Ein "bewundernswertes Zeugnis altphilologischer Gelehrsamkeit" ist diese kommentierte Neuübersetzung von Aristoteles' "Poetik", so bilanziert Otfried Höffe, die mit "stupender Kenntnis" des Gegenstandes und "überragendem Wissen" über Rezeption und Forschung überzeugen könne. Dem Philologen und Philosophiehistoriker Arbogast Schmitt sei es gelungen, die "bleibende Aktualität" der Hauptbegriffe dieser ersten systematischen Erörterung der Dichtkunst deutlich zu machen. Der Rezensent geht hier näher auf den Begriff des Tragischen und den Mimesis-Begriff ein und merkt lediglich kritisch an, dass Aristoteles' Abweichungen von Platon nicht deutlich genug herausgearbeitet werden.

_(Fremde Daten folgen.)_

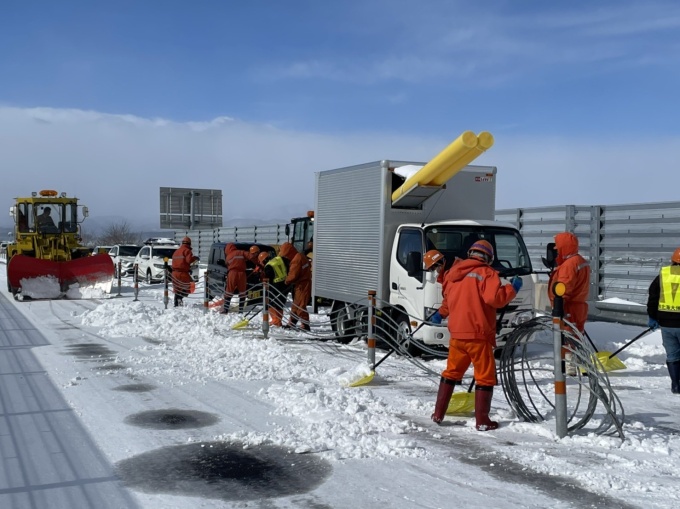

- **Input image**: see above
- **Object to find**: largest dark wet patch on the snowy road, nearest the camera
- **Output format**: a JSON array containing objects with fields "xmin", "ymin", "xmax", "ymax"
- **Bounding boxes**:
[{"xmin": 116, "ymin": 442, "xmax": 332, "ymax": 501}]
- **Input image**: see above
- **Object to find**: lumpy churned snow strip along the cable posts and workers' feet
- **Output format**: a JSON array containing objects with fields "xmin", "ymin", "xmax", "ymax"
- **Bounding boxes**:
[{"xmin": 71, "ymin": 292, "xmax": 680, "ymax": 507}]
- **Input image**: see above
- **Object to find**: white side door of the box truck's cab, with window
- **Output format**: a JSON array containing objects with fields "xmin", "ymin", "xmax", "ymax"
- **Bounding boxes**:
[{"xmin": 390, "ymin": 228, "xmax": 424, "ymax": 317}]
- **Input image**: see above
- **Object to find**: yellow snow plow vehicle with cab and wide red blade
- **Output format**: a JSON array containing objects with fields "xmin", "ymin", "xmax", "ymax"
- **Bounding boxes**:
[{"xmin": 7, "ymin": 190, "xmax": 113, "ymax": 297}]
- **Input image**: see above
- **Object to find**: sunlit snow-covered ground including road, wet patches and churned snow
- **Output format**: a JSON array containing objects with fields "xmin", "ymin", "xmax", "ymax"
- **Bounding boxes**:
[{"xmin": 0, "ymin": 271, "xmax": 680, "ymax": 509}]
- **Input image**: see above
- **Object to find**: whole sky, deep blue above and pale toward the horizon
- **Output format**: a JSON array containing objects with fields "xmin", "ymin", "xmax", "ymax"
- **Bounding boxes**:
[{"xmin": 0, "ymin": 0, "xmax": 680, "ymax": 226}]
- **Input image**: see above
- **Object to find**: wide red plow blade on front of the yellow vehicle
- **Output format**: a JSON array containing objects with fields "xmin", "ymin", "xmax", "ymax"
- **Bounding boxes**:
[{"xmin": 7, "ymin": 254, "xmax": 113, "ymax": 293}]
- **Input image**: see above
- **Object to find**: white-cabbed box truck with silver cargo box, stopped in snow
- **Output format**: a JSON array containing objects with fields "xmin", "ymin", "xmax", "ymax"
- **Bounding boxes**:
[{"xmin": 312, "ymin": 160, "xmax": 533, "ymax": 353}]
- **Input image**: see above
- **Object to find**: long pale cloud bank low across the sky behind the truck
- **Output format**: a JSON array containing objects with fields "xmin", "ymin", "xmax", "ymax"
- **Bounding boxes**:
[{"xmin": 0, "ymin": 107, "xmax": 680, "ymax": 230}]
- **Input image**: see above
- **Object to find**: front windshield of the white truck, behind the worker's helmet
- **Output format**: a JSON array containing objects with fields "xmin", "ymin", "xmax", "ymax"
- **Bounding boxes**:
[{"xmin": 425, "ymin": 225, "xmax": 532, "ymax": 277}]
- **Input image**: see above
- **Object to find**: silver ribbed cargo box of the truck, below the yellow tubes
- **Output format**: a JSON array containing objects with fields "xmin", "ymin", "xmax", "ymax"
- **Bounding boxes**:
[{"xmin": 313, "ymin": 160, "xmax": 496, "ymax": 302}]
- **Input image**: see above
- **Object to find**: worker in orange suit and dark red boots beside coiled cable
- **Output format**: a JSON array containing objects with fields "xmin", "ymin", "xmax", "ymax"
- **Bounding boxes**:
[{"xmin": 432, "ymin": 240, "xmax": 522, "ymax": 431}]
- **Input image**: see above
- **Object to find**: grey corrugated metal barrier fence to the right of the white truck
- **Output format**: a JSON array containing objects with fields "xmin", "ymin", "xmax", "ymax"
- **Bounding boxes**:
[{"xmin": 496, "ymin": 202, "xmax": 680, "ymax": 324}]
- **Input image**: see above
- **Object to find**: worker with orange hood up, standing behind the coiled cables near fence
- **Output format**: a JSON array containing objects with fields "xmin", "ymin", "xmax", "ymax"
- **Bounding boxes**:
[{"xmin": 548, "ymin": 232, "xmax": 590, "ymax": 332}]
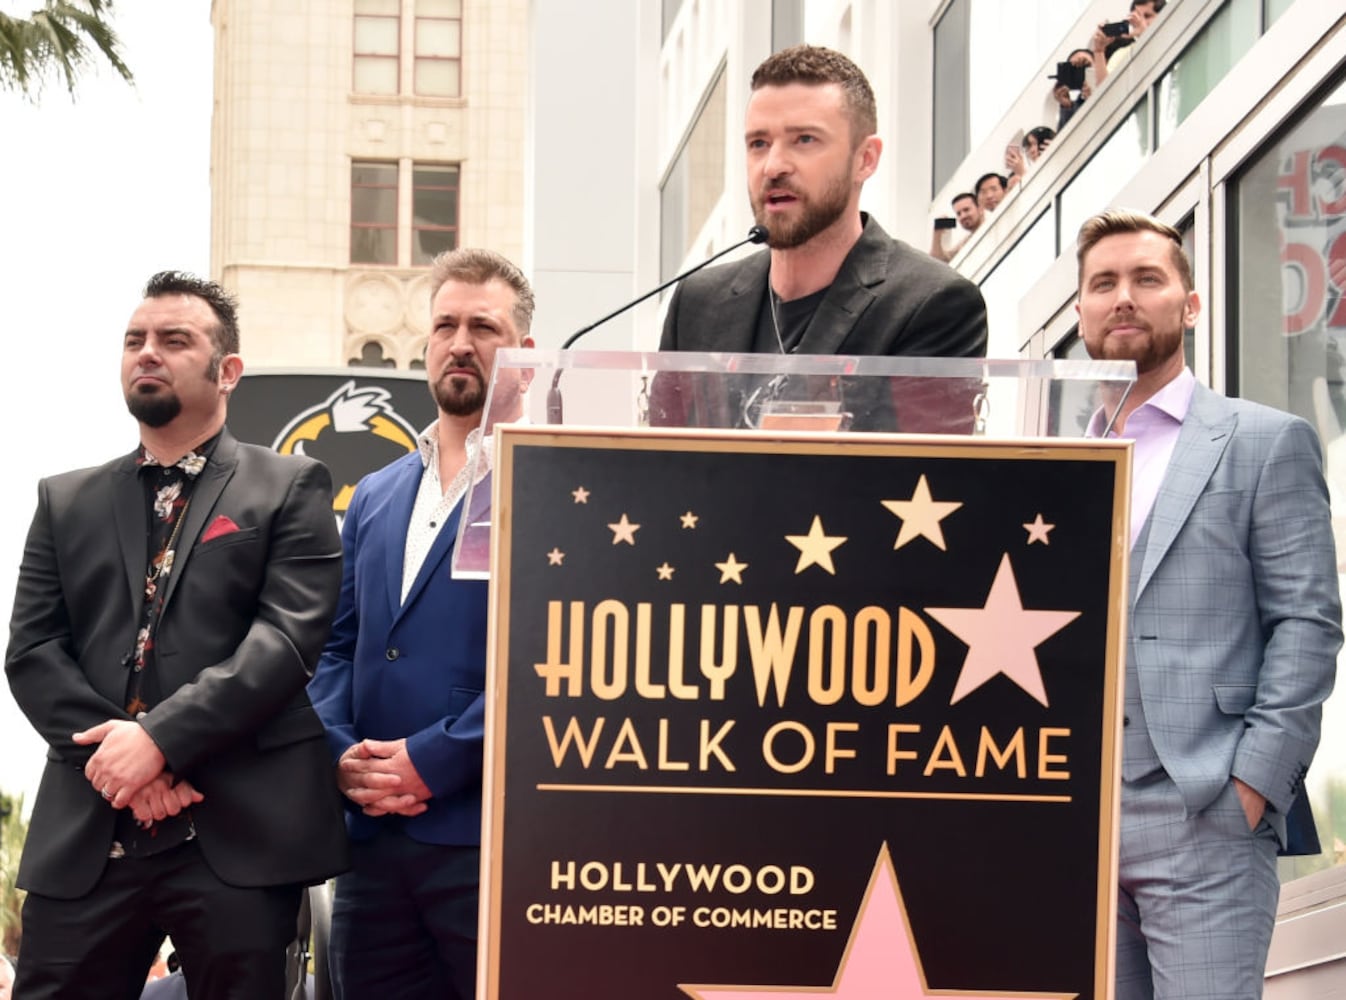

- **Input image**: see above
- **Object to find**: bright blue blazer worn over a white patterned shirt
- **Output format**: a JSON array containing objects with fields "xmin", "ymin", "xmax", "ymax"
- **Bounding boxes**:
[{"xmin": 308, "ymin": 452, "xmax": 487, "ymax": 845}]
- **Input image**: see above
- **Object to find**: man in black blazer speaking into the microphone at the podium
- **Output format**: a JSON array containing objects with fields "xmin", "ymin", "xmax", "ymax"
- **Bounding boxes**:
[{"xmin": 660, "ymin": 46, "xmax": 987, "ymax": 357}]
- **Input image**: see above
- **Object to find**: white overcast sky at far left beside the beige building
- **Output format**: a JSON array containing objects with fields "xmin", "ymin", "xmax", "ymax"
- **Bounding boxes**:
[{"xmin": 0, "ymin": 0, "xmax": 213, "ymax": 808}]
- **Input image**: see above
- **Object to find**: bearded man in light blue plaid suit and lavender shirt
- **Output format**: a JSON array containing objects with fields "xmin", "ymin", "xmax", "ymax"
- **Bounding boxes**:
[{"xmin": 1075, "ymin": 211, "xmax": 1342, "ymax": 1000}]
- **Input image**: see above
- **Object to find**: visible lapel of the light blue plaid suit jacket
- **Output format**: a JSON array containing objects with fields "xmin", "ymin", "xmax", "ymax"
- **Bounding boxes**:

Höffe hebt die von Schmitt vorgenommene "neuartige Kommentierung" hervor, die zu jedem Kapitel "Gliederung und Zielsetzung" erläutere sowie unter der Rubrik "Einzelerklärung und Forschungsprobleme" interpretierende Klein-Essays liefere, die allerdings oft eher "harmonisierend" als problematisierend auf die Forschung wie auf den historischen Kontext Bezug nehmen, wie Höffe bemerkt. Schmitts besonderes Anliegen - und sein Verdienst - sei es, auch historische Missverständnisse der Rezeption wie ihre Fehllektüre als Regelpoetik kenntlich zu machen, wie sie in der Renaissance aufgekommen sei, meint Höffe.